George Elder (11 August 1793 in Hardin's Creek, Kentucky – 28 September 1838 in Bardstown, Kentucky) was a pioneer Roman Catholic educator.

==Life==
His parents, James Elder and Ann Richards, natives of Maryland, moved shortly after their marriage to Hardin's Creek, in the present Marion County, Kentucky, where George, the second of their seven children was born. The Elders were Catholics, and George's early education devolved mainly upon his father.

George Elder in his sixteenth year entered Mount St. Mary's College in Emmitsburg, Maryland, to pursue classical studies. Here, he became the friend of William Byrne, afterwards founder of St. Mary's College, Kentucky, in George Elder's hometown. Both studied theology in St. Mary's Seminary, Baltimore, and were ordained priests at Bardstown by John David, Bishop of Bardstown, on September 18, 1819. In addition to the duties of an assistant at the cathedral there, Elder was entrusted by Benedict Joseph Flaget, David's successor, with the founding of a high-grade school or college for lay students. This was, at first, a day school and was taught in the basement of the theological seminary (erected in 1818). A separate building was erected in 1820–1823.

The college was then one of the largest and best-appointed educational structures in the entire West. (The community of Hardin's Creek would later be renamed "St. Mary" in its honor.) The arrival, in 1825, of fifty Southern students was the beginning of the extensive patronage the college received from the Southern states, notably Louisiana and Mississippi, and which continued down to the American Civil War. In 1827, Ignatius A. Reynolds (later Bishop of Charleston) was appointed president and Elder was given charge of the congregation of St. Pius, in Scott County, Kentucky.

Reynolds was transferred in 1830 to pastoral work, and Elder again became president, a position which he held until his death.

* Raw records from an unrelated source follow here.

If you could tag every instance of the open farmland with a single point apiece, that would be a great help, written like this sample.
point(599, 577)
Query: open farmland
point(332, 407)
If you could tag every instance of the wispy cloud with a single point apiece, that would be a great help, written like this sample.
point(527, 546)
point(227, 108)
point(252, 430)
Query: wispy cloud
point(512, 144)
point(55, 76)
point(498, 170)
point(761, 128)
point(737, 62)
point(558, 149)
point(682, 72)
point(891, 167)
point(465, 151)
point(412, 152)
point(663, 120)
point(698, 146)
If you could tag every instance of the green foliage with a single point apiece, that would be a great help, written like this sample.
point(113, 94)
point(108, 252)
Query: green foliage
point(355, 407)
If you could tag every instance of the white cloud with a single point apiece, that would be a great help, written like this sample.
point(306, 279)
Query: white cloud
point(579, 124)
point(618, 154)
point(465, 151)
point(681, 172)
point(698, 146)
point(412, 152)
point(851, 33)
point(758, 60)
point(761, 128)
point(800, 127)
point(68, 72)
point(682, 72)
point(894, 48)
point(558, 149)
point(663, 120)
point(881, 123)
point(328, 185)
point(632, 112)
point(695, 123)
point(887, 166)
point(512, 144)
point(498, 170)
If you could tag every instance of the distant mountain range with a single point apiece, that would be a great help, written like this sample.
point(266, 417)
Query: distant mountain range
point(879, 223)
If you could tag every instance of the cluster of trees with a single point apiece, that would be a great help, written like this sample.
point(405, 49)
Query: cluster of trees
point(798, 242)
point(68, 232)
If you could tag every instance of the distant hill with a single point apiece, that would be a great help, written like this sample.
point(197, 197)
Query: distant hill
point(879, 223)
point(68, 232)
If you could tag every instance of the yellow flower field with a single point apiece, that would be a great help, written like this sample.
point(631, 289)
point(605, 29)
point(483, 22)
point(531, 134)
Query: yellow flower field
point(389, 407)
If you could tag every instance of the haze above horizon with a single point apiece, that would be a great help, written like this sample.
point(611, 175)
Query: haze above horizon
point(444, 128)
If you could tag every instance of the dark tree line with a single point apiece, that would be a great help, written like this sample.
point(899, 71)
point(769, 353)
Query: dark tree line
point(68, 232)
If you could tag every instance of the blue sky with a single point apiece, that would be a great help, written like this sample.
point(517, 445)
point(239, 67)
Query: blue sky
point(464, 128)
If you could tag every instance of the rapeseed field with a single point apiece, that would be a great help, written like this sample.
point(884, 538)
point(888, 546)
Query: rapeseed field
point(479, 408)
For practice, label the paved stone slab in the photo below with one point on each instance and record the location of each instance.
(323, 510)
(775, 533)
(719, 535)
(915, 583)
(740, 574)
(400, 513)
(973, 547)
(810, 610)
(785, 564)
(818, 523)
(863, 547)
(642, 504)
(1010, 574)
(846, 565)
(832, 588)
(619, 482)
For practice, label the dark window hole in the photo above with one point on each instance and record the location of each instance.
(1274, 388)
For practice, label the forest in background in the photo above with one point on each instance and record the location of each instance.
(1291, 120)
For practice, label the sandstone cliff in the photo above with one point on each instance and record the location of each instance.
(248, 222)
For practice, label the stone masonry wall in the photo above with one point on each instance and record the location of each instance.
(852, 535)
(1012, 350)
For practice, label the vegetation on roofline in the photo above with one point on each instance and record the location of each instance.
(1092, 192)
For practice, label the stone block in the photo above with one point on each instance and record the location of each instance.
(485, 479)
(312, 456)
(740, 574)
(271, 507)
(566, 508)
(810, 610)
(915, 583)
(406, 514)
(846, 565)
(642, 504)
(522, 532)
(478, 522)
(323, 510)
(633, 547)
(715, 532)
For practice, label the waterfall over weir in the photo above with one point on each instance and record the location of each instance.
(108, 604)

He frequently did duty in the cathedral and was one of the editors of the Louisville Catholic Advocate newspaper (founded 1836), to which he contributed articles on the education of children. "Letters to Brother Jonathan", half satirical, half controversial, were also the product of his pen.

He prosecuted a Presbyterian preacher, Nathan L. Rice, for libeling a Kentucky priest who was then absent in Europe. His last illness followed the burning (25 January 1838) of the main college building.